= Ottawa Soccer Stadium =

Proposed soccer facility

Aerial view of proposed stadium

The Ottawa Soccer Stadium was a proposed open-air soccer facility in Ottawa, Ontario, Canada. It was part of a proposal to bring a Major League Soccer franchise to Ottawa by the Ottawa Senators organization.

==Proposal==
The stadium, projected to cost $100 million, was designed to hold 20,000 for sports. One end terrace on the north end was convertible to a concert stage for outdoor concerts, and with field seating, the stadium could hold 30,000 for concerts. The field would have had a natural grass surface built to MLS and FIFA specifications. Outside of the stadium, there would have been five open-air soccer fields, of which one would be to MLS and FIFA standards and the others to community standards. The purpose of the external fields was for community use and the MLS team's practices. The architectural design was by Rossetti Architects, architects of Scotiabank Place.

The stadium was to be located on City of Ottawa land to the south-east of nearby Scotiabank Place, in the west end of Ottawa, on Palladium Drive, west of Terry Fox Drive. The soccer stadium would share parking with Scotiabank Place. The land is currently frozen for development by the Ontario provincial government, as it is on a floodplain of the Carp River. The land is currently used as a snow dump.

The proponents were Senators Sports & Entertainment, owners of the NHL's Ottawa Senators. The stadium plans were announced on September 16, 2008 by Scotiabank Place CEO Cyril Leeder and SSE owner and chairman Eugene Melnyk. Senators Sports & Entertainment is seeking funding from all levels of government for construction and operation of the stadium, and will operate a new MLS franchise there separately under private ownership. To support the initiative, SSE launched the "Bring the World to Ottawa" campaign seeking broad community support.

==MLS expansion==
While the MLS commissioner gave positive comments about the Ottawa proposal, MLS eventually granted expansion franchises to other cities, including Portland, Oregon and Vancouver, British Columbia.

==Lansdowne Live==
At the same time that the Ottawa Soccer Stadium proposal was made, the City of Ottawa was presented with the "Lansdowne Live" proposal to revitalize Lansdowne Park and Frank Clair Stadium. A public debate went on both proposals, which would both require some investment on the part of the City. In February 2009, a public opinion poll conducted by The Ottawa Citizen, found that 79% of respondents preferred the Lansdowne Park Football facility option over the Kanata located soccer facility.
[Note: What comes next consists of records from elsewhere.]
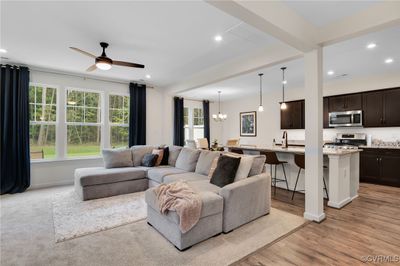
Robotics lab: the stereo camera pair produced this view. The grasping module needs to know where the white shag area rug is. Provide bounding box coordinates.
[53,190,147,243]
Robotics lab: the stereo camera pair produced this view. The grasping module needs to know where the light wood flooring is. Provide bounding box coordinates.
[234,183,400,266]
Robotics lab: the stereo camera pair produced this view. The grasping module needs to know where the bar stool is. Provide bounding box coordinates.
[260,151,289,195]
[292,154,329,200]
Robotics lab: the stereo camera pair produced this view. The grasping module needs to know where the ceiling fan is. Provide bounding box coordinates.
[69,42,144,72]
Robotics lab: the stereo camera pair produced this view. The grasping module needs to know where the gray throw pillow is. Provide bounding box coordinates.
[131,145,155,166]
[175,147,200,172]
[195,151,220,175]
[168,146,182,167]
[210,155,241,187]
[102,149,133,168]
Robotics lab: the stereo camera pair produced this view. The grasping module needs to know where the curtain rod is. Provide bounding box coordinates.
[4,63,155,89]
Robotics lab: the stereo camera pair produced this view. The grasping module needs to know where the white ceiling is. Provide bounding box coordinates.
[1,1,278,86]
[180,27,400,101]
[284,0,380,27]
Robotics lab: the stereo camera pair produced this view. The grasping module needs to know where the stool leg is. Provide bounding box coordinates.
[274,164,276,195]
[282,164,289,191]
[292,168,301,200]
[322,177,329,200]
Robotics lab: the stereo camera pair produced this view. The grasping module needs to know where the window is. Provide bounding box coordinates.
[109,95,129,148]
[29,85,57,160]
[66,89,101,157]
[183,104,204,140]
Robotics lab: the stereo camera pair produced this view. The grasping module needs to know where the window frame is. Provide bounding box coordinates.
[28,82,61,162]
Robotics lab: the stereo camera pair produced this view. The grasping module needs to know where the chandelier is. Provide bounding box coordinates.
[213,91,228,122]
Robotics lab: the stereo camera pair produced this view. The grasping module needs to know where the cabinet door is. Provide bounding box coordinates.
[329,95,346,112]
[383,89,400,127]
[345,93,362,111]
[363,91,383,127]
[322,97,329,128]
[360,151,380,183]
[380,154,400,187]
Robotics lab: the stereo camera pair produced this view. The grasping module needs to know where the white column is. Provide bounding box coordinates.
[304,47,325,222]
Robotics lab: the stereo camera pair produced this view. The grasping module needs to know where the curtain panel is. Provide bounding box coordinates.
[0,65,30,194]
[203,100,211,148]
[129,83,146,147]
[174,97,185,146]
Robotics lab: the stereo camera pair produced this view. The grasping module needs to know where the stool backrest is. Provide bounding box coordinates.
[294,154,305,169]
[260,151,280,164]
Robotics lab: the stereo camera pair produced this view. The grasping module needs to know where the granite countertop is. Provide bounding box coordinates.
[227,146,362,155]
[359,145,400,150]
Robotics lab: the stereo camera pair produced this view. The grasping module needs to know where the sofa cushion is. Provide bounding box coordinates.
[195,151,220,175]
[210,155,241,187]
[168,146,182,167]
[75,167,146,187]
[163,172,208,183]
[147,166,186,183]
[131,145,154,166]
[102,149,133,168]
[188,180,221,194]
[145,188,224,224]
[175,147,200,172]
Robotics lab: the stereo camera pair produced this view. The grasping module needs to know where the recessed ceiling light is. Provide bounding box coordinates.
[367,42,376,49]
[385,58,393,64]
[214,35,222,42]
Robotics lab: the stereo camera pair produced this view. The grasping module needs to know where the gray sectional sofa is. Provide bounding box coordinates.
[75,146,271,250]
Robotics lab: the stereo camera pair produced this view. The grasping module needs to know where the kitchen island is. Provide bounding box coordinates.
[228,146,361,209]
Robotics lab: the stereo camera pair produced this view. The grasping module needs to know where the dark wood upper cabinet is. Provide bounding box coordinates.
[383,89,400,127]
[322,97,329,128]
[328,93,362,112]
[363,91,383,127]
[281,100,304,129]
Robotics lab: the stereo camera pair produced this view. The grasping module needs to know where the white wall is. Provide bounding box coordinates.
[30,70,167,188]
[216,71,400,146]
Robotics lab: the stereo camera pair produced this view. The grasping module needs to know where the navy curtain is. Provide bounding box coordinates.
[0,65,31,194]
[129,83,146,147]
[203,100,210,148]
[174,97,185,146]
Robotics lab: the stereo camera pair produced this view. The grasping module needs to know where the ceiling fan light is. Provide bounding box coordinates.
[96,62,111,70]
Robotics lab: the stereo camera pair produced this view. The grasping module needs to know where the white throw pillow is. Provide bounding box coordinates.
[233,156,254,182]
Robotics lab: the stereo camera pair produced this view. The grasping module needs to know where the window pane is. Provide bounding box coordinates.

In April 2009, matters came to a head. The staff of the City of Ottawa presented a report to Council on the merits of the Soccer Stadium and Lansdowne proposals. The City held public hearings based on the report, which questioned the necessity of the spending, but gave a slight edge to the Lansdowne proposal. Councillors attempted to find out whether the SSE group would support sharing their stadium with a planned CFL franchise, but the SSE group rejected the possibility. Lansdowne Live proponents made it clear that an MLS team, or another pro soccer team, such as one in the North American Soccer League (NASL) could play at Frank Clair Stadium.

On April 22, 2009, the City of Ottawa Council chose the Lansdowne Live proposal over the SSE proposal as its choice for an outdoor stadium. Since that time, the Lansdowne Live proponents and the City of Ottawa have been negotiating over a final plan. Melnyk released a press release expressing his disappointment and directed SSE staff to stop work on their proposal.